If the school levy has successfully passed, it will not be with the Gazette’s endorsement because there was none. A follow-up endorsement to the levy proposed article in the Jan. 27 Gazette issue to go along with the chamber of commerce and other endorsements mentioned would have been appropriate.

For the Sequim community to attract quality educators, quality health care providers, quality blue collar workers and technicians, to name a few, it all starts with quality schools.

Rita Thatcher

Sequim

Decisions leave resident feeling ‘disenfranchised’

Our unelected city administration obviously think we should just keep our mouths shut and never question their decisions. They are the educated experts and therefore we minions must unquestionably submit to their supreme authority!

To prove that, it looks like the medicine-assisted treatment (MAT) clinic is moving forward as ground work is proceeding. So much for the taxpayers, and other concerned citizens the right to choose what businesses are fitting for a community such as Sequim.
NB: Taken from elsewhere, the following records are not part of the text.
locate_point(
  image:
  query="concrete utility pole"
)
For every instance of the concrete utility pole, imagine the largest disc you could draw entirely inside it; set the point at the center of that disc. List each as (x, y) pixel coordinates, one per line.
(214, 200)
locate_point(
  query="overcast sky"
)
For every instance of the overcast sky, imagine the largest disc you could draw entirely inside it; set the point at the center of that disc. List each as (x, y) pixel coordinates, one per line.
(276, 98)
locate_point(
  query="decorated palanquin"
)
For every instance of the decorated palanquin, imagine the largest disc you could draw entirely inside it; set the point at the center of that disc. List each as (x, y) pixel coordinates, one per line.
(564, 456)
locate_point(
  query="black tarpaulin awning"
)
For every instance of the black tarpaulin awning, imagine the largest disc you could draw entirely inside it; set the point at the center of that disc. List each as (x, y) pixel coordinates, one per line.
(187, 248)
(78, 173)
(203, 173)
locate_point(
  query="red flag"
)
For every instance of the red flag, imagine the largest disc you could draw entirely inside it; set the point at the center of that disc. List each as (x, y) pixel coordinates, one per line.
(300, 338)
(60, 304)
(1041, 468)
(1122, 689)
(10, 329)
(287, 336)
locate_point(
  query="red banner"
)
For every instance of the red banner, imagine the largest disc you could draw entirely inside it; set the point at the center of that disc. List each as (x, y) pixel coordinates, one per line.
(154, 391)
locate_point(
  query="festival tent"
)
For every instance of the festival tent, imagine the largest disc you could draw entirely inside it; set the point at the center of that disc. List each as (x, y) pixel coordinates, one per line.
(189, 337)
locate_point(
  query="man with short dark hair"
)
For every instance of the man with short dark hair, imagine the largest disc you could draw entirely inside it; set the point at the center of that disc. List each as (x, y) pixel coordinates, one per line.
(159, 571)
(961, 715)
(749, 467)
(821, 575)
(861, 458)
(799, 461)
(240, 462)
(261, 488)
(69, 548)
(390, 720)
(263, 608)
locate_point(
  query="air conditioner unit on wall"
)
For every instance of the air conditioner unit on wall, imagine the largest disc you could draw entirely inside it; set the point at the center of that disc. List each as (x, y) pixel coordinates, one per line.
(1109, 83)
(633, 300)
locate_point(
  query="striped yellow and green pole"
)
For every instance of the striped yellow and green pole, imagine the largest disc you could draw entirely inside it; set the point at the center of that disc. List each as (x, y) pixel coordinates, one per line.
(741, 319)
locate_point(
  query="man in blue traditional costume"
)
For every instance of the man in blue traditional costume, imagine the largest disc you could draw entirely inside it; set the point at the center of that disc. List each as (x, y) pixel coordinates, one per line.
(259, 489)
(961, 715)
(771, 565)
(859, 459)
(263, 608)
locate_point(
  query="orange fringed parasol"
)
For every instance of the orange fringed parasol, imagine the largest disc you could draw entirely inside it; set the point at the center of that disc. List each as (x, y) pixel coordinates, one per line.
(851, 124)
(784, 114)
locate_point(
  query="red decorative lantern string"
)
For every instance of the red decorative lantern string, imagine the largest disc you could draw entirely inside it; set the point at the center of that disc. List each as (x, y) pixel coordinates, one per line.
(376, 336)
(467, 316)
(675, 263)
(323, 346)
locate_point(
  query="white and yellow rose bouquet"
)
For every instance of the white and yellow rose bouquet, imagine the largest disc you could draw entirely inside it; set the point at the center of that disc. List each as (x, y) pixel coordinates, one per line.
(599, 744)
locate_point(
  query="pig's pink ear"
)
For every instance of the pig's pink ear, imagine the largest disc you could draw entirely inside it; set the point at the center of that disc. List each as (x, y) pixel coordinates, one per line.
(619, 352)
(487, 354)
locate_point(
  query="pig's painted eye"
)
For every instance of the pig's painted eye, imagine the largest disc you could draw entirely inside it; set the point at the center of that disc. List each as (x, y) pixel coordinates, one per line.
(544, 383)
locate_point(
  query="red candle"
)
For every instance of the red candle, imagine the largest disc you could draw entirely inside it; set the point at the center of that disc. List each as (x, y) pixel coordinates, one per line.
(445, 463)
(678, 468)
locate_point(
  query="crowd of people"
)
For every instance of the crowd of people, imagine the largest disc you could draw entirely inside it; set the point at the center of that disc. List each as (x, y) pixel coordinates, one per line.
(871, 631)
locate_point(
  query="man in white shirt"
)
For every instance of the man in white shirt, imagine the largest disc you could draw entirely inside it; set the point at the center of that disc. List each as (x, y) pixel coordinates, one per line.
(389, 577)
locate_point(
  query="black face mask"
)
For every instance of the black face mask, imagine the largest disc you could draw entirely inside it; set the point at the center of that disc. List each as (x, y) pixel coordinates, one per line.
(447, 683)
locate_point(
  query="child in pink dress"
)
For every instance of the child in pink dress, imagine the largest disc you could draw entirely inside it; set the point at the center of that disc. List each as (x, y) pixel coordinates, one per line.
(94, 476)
When the “powers that be” wrestled away my ability to be heard through my representative council as pertaining to the applicability of zoning laws as they stood, I felt disenfranchised. My property taxes should pay for more than just the city’s provided services, which are excellent!

Furthermore, this latest attack upon our mayor by the supporters of our city manager and the agenda built around the MAT is not really about QAnon, a skull pin or his character. It’s about forcing him from office and finding a more malleable mayor that the city administration can control.

Gary Miller

Sequim

Mayor, council deserve credit

I listened to Coffee with the Mayor, and was happy to hear the mayor’s response to the charges being flung at him by a select few in the community — most of whom don’t even live in the Sequim city limits.

I am proud that our mayor supports our law enforcement, and I believe he loves our little town of Sequim and is working hard to do what is best for our citizens.

I especially appreciate the fact that the mayor and city council authorized financial help to the hurting small businesses in Sequim.

Keep up the good work, Mayor Armacost and city council members!

Jack Worman

Sequim

QAnon run rampant?

Now our wonderful city is known as a QAnon hot spot. Our mayor and who knows how many city council members are believers of the QAnon movement.

Being a conservative shouldn’t mean you follow these ideologies.

I’m shaking my head at the absurdity of QAnon believers running our fine city’s government.

Before you know it there’s going to be a QAnon float in the irrigation festival parade.